Reposted from Families Against Restraint and Seclusion
Commentary by Jennifer Searcy
Families Against Restraint and Seclusion/PA Families Against Restraint and Seclusion
In Response to "School Expands on Mission to Aid Autistic Children" from the Boston Globe:
There are a few upsetting things about this article. First is that this school seems to think it's ok to place children with autism in isolation rooms, because after all, they're autistic. They can't be expected to be treated with the same dignity and understanding as "neurotypical" or even other nondisabled children, because they're "autistic" (sarcasm fully intended).
For the record, "autistics" aren't the problem; it's individuals who don't know how to communicate with them that's a problem - either unintentionally or deliberately - and that's understanding that a child with autism may react with aggression when met with aggression. It's because the people who worked with this little girl refuse to learn how to speak "her language" [credit to Amanda Baggs, a "nonverbal" adult with autism] that this little girl is punished for behaviors directly related to her disorder, which, by the way, is illegal.
Next, how is "isolation" therapeutic in this incidence? The little girl in question has been identified as having difficulty with transitions, as do many idividuals with autism. As a person with autism, she also has difficulty communicating in a way that "neurotypicals" understand, and so uses "behaviors" to communicate. If they know she has "a little trouble with transitions" and communicates the feeling of discomfort, unreadiness, or unpreparedness by "acting out," why aren't they using that knowledge to develop a "functional behavior assessment" to determine what "positive behavioral interventions" and techniques could be used to ease her into transitions, such as the use of a timer or countdowns, frequent verbal reminders, a pictorial schedule which she personally can use (PECS, etc.) or other techniques that are proven to be effective in addressing transition issues, and provide her with alternatives to communicating her needs, such as how to say she isn't ready to "transition," or maybe she just needs more time to process what was asked of her, rather than adult, teacher-enforced isolation, which research does not prove to be as effective as positive behavioral interventions, interventions which are to be used in accordance with IDEA law?
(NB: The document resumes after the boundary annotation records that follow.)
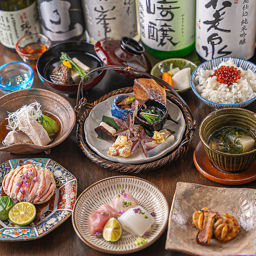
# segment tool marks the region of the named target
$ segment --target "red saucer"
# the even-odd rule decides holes
[[[200,141],[194,151],[193,159],[197,170],[205,177],[215,182],[237,185],[256,180],[256,161],[246,170],[240,172],[228,172],[217,169],[211,162]]]

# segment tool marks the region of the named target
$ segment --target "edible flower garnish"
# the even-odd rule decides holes
[[[130,201],[129,201],[129,202],[123,201],[123,203],[122,204],[123,207],[124,208],[126,208],[126,207],[128,207],[129,205],[132,205],[132,202],[130,202]]]
[[[102,234],[100,232],[96,232],[95,234],[93,234],[98,238],[100,238],[101,237]]]
[[[103,211],[102,211],[101,212],[101,215],[103,214],[108,214],[109,216],[110,215],[110,212],[104,212]]]

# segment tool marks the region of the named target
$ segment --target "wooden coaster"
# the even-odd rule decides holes
[[[217,168],[207,156],[200,141],[194,151],[193,159],[197,170],[205,177],[215,182],[229,185],[245,184],[256,180],[256,161],[242,172],[225,172]]]

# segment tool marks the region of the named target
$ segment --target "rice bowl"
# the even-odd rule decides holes
[[[234,67],[241,71],[241,79],[228,86],[210,77],[222,66]],[[237,58],[221,58],[206,61],[193,72],[191,88],[206,104],[215,109],[244,107],[256,99],[256,66]]]

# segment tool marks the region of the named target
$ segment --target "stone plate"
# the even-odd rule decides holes
[[[255,189],[177,183],[165,249],[201,256],[256,255],[255,198]],[[233,215],[241,226],[238,236],[227,243],[213,238],[209,245],[196,243],[198,230],[192,223],[192,216],[204,207]]]

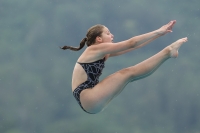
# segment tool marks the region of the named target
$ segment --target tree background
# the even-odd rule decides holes
[[[1,133],[200,133],[199,0],[0,0]],[[81,110],[71,75],[89,27],[122,41],[177,20],[170,33],[106,62],[101,79],[182,37],[177,59],[126,86],[101,113]]]

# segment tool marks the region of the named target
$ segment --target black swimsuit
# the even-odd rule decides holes
[[[99,83],[99,76],[102,73],[102,70],[104,68],[104,62],[105,62],[105,58],[91,62],[91,63],[80,63],[77,62],[78,64],[80,64],[83,69],[85,70],[85,72],[87,73],[87,80],[85,82],[83,82],[82,84],[80,84],[74,91],[73,91],[73,95],[76,98],[78,104],[81,106],[81,108],[87,112],[81,105],[81,101],[80,101],[80,94],[81,91],[83,91],[84,89],[88,89],[88,88],[92,88],[94,87],[96,84]],[[89,113],[89,112],[87,112]]]

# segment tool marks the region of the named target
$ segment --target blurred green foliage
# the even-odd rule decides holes
[[[0,132],[199,133],[199,5],[198,0],[0,0]],[[179,58],[127,85],[105,111],[83,112],[71,92],[82,51],[59,46],[78,46],[98,23],[122,41],[173,19],[173,33],[108,60],[101,79],[187,36]]]

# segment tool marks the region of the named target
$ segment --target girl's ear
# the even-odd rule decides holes
[[[100,36],[96,37],[96,42],[101,43],[102,42],[102,38]]]

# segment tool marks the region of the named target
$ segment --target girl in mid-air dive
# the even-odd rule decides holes
[[[79,47],[63,46],[62,49],[78,51],[87,44],[87,48],[78,58],[72,75],[72,92],[80,107],[87,113],[95,114],[117,96],[132,81],[152,74],[163,62],[178,56],[178,49],[187,41],[187,37],[177,40],[154,56],[143,62],[119,70],[99,82],[99,76],[108,58],[125,54],[143,47],[149,42],[169,32],[175,20],[161,28],[132,37],[121,42],[113,42],[114,36],[104,25],[91,27]]]

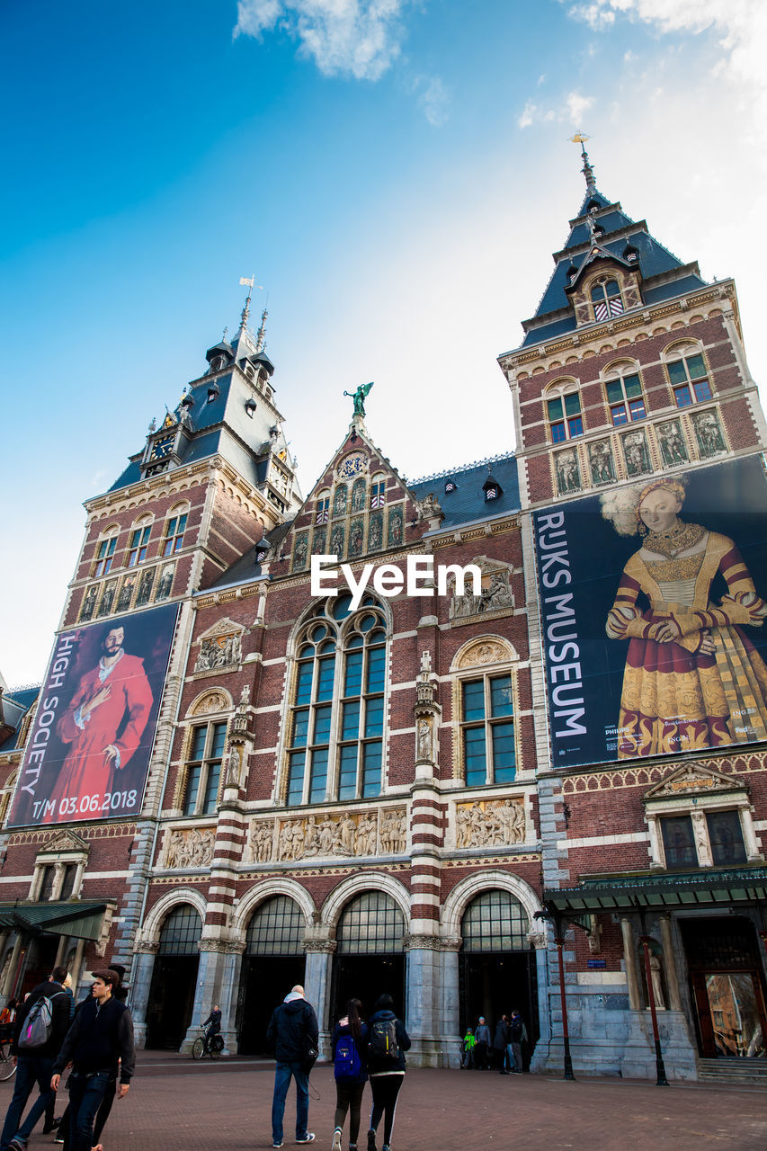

Using isolation is not going to address two of her core deficits: a problem with changes in routine and communication. How is she ever going to be a productive member of society if she's not given the "tools" or "skills" to become better adapted to change? No, let's just treat her like a common criminal and lock her up in this tiny room until SHE calms down.
Putting her in this room may only be reinforcing the very behaviors they wish to "extinguish." Maybe she's come to associate transitions with isolation, and so communicates her fears the only way she knows how, by exhibiting "behaviors" relating to the natural "fight or flight" instinct, or maybe she's communicating by exhibiting "behaviors" to "explain" that she's not appropriately prepared for a change in routine at that time, but maybe would be with appropriate preparation; instead, they "treat" her "behaviors," her attempts at "communication," with isolation. They've said it themselves, "removal for reinforcement." They are using isolation to "reinforce" negative behaviors instead of "reinforcing" and "rewarding" positive behaviors. This child is destined for failure under this plan.
I'm tired of children and adults with autism being blamed for their "behaviors." Those "behaviors" are their way of communicating with us. Are they always appropriate? NO. Can we always figure out what they're trying to communicate? NO. Can we give them tools and skills and other methods to communicate more effectively? YES!!! But we "neurotypicals" who work with children with autism also need to take ownership of OUR OWN ACTIONS and yes, even OUR INABILITY to understand what they're trying to say, THEN we will see change for the better. It's time to stop "passing the buck" for OUR inadequacies and blaming individuals with autism.
Sorry, but if this school wants to be the "best," they need to try harder and stop punishing kids with autism by putting them into seclusion. Sounds like they're doing a lot of things right, but they also have a ways to go.
Note about the author:
Jennifer Searcy is the mother of four daughters, ages seven through 13. Her nine year old daughter was diagnosed with epilespy at 15 months and PDDNOS by age 2 1/2. This daughter was illegally and inappropriately restrained in a public school on October 17, 2006 at age 7.
She is also a graduate of Pennsylvania State University, holding a bachelor of science degree in Human Development and Family Studies with a minor in psychology, and was a co-founder of Families Against Restraint and Seclusion and Pennsylvania Families Against Restraint and Seclusion. She is currently the Founder and Director of Public Policy and Affairs for The Coalition for Positive Behavioral Interventions and Supports.